Single by Loud Luxury and Anders
- Released: August 31, 2018
- Length: 2:48
- Label: Armada
- Songwriters: Andrew Fedyk; Joseph Depace; Anders Ly; Luca Polizzi;
- Producers: Loud Luxury; Luca;

Loud Luxury singles chronology
| "Sex Like Me" (2018) | "Love No More" (2018) | "I'm Not Alright" (2019) |

Anders singles chronology
| "Problems" (2018) | "Love No More" (2018) | "Bad Habits" (2019) |

Music video
- "Love No More" on YouTube

= Love No More =

"Love No More" is a song by Canadian DJ duo Loud Luxury and Canadian singer Anders. It was released as a single on August 31, 2018, by Armada Music. It was certified triple platinum in Canada by Music Canada and gold in Australia by the ARIA.

== Background ==
Digital Journal described the song as "upbeat and infectious" and having "killer bass and catchy synths, which make it pure ear candy". It received over one million streams in two days.

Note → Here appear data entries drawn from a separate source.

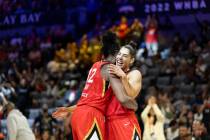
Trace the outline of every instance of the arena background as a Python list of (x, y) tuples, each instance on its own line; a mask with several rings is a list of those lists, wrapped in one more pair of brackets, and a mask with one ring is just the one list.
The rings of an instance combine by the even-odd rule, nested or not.
[[(157, 52), (146, 47), (151, 24)], [(185, 124), (188, 135), (210, 139), (210, 1), (0, 0), (0, 90), (37, 139), (71, 139), (68, 121), (52, 119), (51, 112), (77, 102), (108, 30), (121, 45), (138, 43), (142, 131), (140, 115), (152, 94), (166, 118), (166, 137)], [(3, 114), (0, 132), (6, 139)]]

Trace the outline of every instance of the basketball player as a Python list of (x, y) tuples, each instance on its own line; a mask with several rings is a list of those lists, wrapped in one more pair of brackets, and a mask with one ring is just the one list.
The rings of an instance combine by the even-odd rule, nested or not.
[[(138, 96), (142, 81), (140, 71), (137, 69), (130, 69), (134, 60), (135, 49), (131, 45), (125, 45), (120, 49), (116, 56), (116, 65), (109, 65), (110, 73), (115, 74), (121, 79), (126, 93), (132, 99), (135, 99)], [(108, 105), (106, 118), (106, 134), (108, 140), (141, 139), (141, 129), (134, 110), (122, 106), (114, 95)]]
[[(136, 109), (137, 104), (126, 95), (122, 82), (114, 75), (110, 75), (108, 65), (114, 58), (118, 47), (117, 37), (113, 33), (103, 36), (103, 55), (105, 61), (93, 64), (89, 71), (85, 87), (76, 108), (59, 108), (53, 113), (54, 118), (65, 116), (67, 111), (73, 111), (71, 126), (74, 140), (106, 140), (105, 117), (111, 93), (127, 108)], [(109, 88), (109, 84), (112, 88)], [(107, 90), (110, 90), (107, 91)], [(113, 92), (111, 92), (113, 90)]]

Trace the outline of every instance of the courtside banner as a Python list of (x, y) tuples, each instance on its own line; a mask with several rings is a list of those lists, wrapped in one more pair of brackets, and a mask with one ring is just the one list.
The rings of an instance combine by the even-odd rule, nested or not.
[(210, 12), (210, 0), (144, 0), (144, 14), (169, 13), (174, 15)]
[(9, 15), (0, 15), (0, 29), (24, 27), (25, 25), (49, 25), (65, 23), (66, 12), (64, 10), (51, 12), (23, 12)]

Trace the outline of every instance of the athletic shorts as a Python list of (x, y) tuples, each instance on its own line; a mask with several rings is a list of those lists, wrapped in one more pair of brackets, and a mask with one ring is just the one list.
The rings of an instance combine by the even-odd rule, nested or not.
[(71, 128), (74, 140), (106, 140), (104, 115), (94, 107), (77, 106)]
[(107, 117), (107, 140), (141, 140), (141, 129), (134, 113)]

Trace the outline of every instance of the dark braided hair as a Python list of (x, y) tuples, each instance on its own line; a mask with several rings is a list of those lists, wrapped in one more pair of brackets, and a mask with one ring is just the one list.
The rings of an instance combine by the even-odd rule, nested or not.
[(131, 41), (129, 44), (122, 46), (130, 51), (131, 57), (135, 58), (136, 57), (136, 47), (137, 44), (133, 41)]
[(104, 58), (109, 55), (115, 55), (120, 49), (119, 38), (111, 31), (106, 32), (102, 36), (102, 54)]

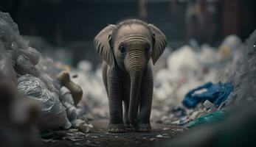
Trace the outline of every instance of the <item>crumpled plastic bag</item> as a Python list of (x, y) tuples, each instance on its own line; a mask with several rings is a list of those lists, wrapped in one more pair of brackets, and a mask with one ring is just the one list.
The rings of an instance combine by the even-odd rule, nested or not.
[(18, 25), (14, 23), (10, 14), (1, 11), (0, 39), (18, 74), (35, 75), (36, 71), (33, 65), (38, 63), (41, 53), (30, 47), (29, 42), (20, 35)]
[[(197, 93), (199, 90), (206, 90), (201, 93)], [(231, 83), (218, 83), (213, 85), (212, 82), (207, 82), (195, 89), (189, 91), (182, 101), (183, 105), (188, 108), (193, 108), (199, 102), (204, 102), (208, 100), (216, 106), (219, 106), (229, 96), (233, 90)]]
[(70, 90), (64, 86), (60, 90), (60, 100), (66, 107), (67, 117), (75, 128), (88, 132), (93, 127), (91, 124), (88, 124), (83, 120), (83, 110), (75, 106)]
[(41, 79), (29, 74), (24, 75), (18, 79), (18, 90), (41, 104), (41, 129), (71, 127), (72, 124), (66, 117), (65, 107), (58, 99), (58, 95), (49, 91)]
[(10, 79), (13, 85), (17, 84), (16, 73), (12, 66), (12, 61), (7, 56), (2, 42), (0, 40), (0, 80), (1, 79)]
[(242, 59), (229, 77), (234, 85), (234, 91), (226, 101), (226, 107), (256, 101), (256, 29), (246, 40), (243, 52)]

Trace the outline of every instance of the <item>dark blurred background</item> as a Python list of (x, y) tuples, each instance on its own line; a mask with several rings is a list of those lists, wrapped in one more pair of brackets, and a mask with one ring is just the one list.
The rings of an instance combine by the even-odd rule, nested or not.
[(0, 10), (10, 13), (21, 35), (65, 46), (73, 65), (94, 62), (94, 37), (129, 18), (154, 24), (173, 49), (191, 38), (213, 46), (231, 34), (244, 40), (256, 28), (255, 6), (254, 0), (0, 0)]

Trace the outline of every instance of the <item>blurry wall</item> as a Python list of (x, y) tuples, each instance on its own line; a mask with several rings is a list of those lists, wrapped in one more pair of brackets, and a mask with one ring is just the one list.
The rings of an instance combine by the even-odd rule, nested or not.
[[(147, 14), (142, 18), (160, 28), (174, 49), (191, 37), (211, 45), (229, 34), (245, 39), (256, 28), (254, 0), (141, 1), (146, 1)], [(194, 7), (191, 2), (198, 5), (196, 13), (204, 21), (202, 25), (198, 16), (186, 21), (190, 7)], [(82, 59), (95, 59), (91, 50), (97, 33), (107, 24), (139, 18), (139, 6), (138, 0), (0, 0), (0, 10), (10, 13), (22, 35), (69, 46), (75, 65)]]

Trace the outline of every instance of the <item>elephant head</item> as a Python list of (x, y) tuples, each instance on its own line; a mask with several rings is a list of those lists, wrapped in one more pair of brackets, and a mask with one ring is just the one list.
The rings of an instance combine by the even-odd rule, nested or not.
[(110, 24), (94, 38), (94, 48), (111, 67), (127, 71), (131, 78), (128, 118), (136, 123), (136, 107), (143, 71), (151, 57), (155, 64), (166, 46), (165, 35), (154, 25), (130, 19)]

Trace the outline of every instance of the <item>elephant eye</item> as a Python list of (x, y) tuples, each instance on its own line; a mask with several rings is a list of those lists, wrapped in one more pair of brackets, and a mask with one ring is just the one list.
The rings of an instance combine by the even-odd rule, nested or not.
[(121, 44), (120, 46), (119, 46), (119, 50), (123, 54), (125, 52), (125, 47), (123, 44)]
[(145, 47), (145, 49), (146, 51), (150, 50), (150, 49), (151, 49), (151, 45), (147, 44), (147, 45), (146, 45), (146, 47)]

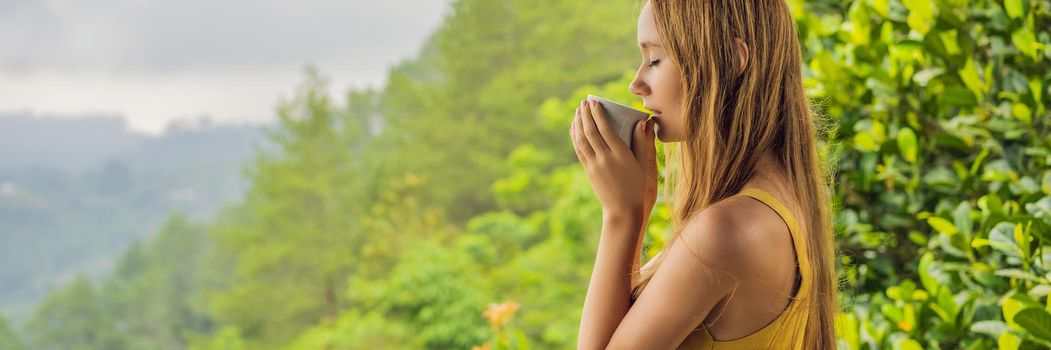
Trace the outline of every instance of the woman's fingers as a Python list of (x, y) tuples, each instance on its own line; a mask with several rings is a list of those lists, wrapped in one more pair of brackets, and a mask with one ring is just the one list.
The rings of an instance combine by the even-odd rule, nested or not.
[(599, 132), (598, 126), (595, 125), (595, 119), (593, 118), (591, 103), (588, 101), (581, 101), (580, 107), (580, 119), (582, 119), (583, 133), (588, 143), (591, 144), (592, 149), (596, 152), (609, 152), (610, 147), (605, 145), (605, 140), (602, 139), (602, 133)]
[(577, 151), (577, 158), (579, 158), (581, 162), (584, 162), (591, 159), (594, 150), (592, 150), (591, 144), (584, 140), (583, 125), (581, 124), (581, 119), (583, 119), (581, 116), (583, 112), (580, 111), (580, 108), (577, 108), (577, 114), (573, 117), (573, 148)]

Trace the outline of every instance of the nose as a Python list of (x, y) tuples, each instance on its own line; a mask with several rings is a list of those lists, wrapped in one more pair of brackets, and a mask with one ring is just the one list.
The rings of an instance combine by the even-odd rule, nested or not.
[(645, 96), (650, 94), (650, 87), (647, 87), (646, 84), (639, 79), (639, 75), (637, 73), (635, 74), (635, 79), (632, 79), (632, 83), (627, 84), (627, 90), (637, 96)]

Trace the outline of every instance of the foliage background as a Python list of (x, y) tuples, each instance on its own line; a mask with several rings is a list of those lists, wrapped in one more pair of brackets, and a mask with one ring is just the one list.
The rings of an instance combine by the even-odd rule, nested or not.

Loud Luxury stated about the song "We are so excited about that. We have been watching the streams the entire day. It is so addicting." Broadway World called it a "a pop-laden punch mixed in with deep house booms", while Radio ZET described it as having "deadly bass and lots of contagious rhythms." Loud Luxury told Billboard that the song "feels like the perfect way to pick up the story where we left off."

== Music video ==
The official music video for the song was released on September 4, 2018. It was directed by Christopher Evans and is noted by Digital Journal to having a "carefree vibe". The video received over 4 million views on YouTube (as of October 2022).

== Charts ==

===Weekly charts===

| Chart (2018) | Peak position |
|---|---|
| Australia (ARIA) | 89 |
| Canada (Canadian Hot 100) | 44 |
| UK Singles (OCC) | 98 |
| US Hot Dance/Electronic Songs (Billboard) | 23 |

===Year-end charts===

| Chart (2018) | Position |
|---|---|
| US Hot Dance/Electronic Songs (Billboard) | 84 |

== Certifications ==

| Region | Certification | Certified units/sales |
| Australia (ARIA) | Gold | 35,000^{‡} |
| Canada (Music Canada) | 3× Platinum | 240,000^{‡} |
| New Zealand (RMNZ) | Gold | 15,000^{‡} |
^{‡} Sales+streaming figures based on certification alone.